Benefits of licensed frequency bands
Licensed bands offer two major advantages: reliability and performance. Each frequency is dedicated for a specific use. If another entity attempts to use radio equipment in the same band, legal remedies -- in the form of FCC enforcement and other actions -- are available.
Licensed bands enable users to manage performance more efficiently, enabling them to take advantage of lower noise levels and an environment where competition is limited.
Unlicensed bands not as rigid, but still governed
When comparing licensed and unlicensed frequency bands, unlicensed bands don't have the same rigid requirements that licensed bands do. At the same time, it's not quite a free-for-all. The FCC still defines maximum power levels allowed and other constraints that guide even the unlicensed bands.
One popular unlicensed band is the 2.4 GHz industrial, scientific and medical band. Here, you'll find Wi-Fi, Bluetooth, drone control signals, wireless microphones and hundreds of other technologies. Each one has the potential to make life miserable for the others to a certain degree through cochannel interference, but there are often -- but not always -- ways to carefully design these services so they can operate and coexist successfully.
Any product that will use an unlicensed band still needs to be type-approved by the FCC. This is how the manufacturer shows that a given product follows the rules. Consumers can then buy those products without being required to get their own licenses.
Benefits of unlicensed bands
Unlicensed bands offer low-cost access. They are free for anyone to use, provided users follow existing constraints limiting power levels and other operations. These bands give innovators and other entrepreneurs the opportunity to introduce new services and technologies more quickly than if they had to apply for permission to use licensed spectrum, which has become increasingly scarce.

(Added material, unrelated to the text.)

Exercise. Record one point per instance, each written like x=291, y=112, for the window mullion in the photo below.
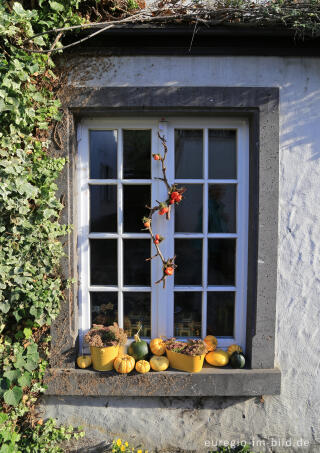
x=205, y=233
x=120, y=228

Lightly licensed bands on the rise
Even as the FCC attempts to creatively reallocate what technologies are allowed in which band, regulators and industry alike are realizing there is only so much spectrum that can be used. Because of the endless thirst for more spectrum, we're seeing more use of so-called lightly licensed bands, such as 3.5 GHz, used by the new Citizens Broadband Radio Service systems. These bands rely on internet-based databases to control what discrete channel a given component can use -- based on what other channels in that band that may be in use. This model is becoming a popular FCC-prescribed way to ensure coexistence with other users of the same bands.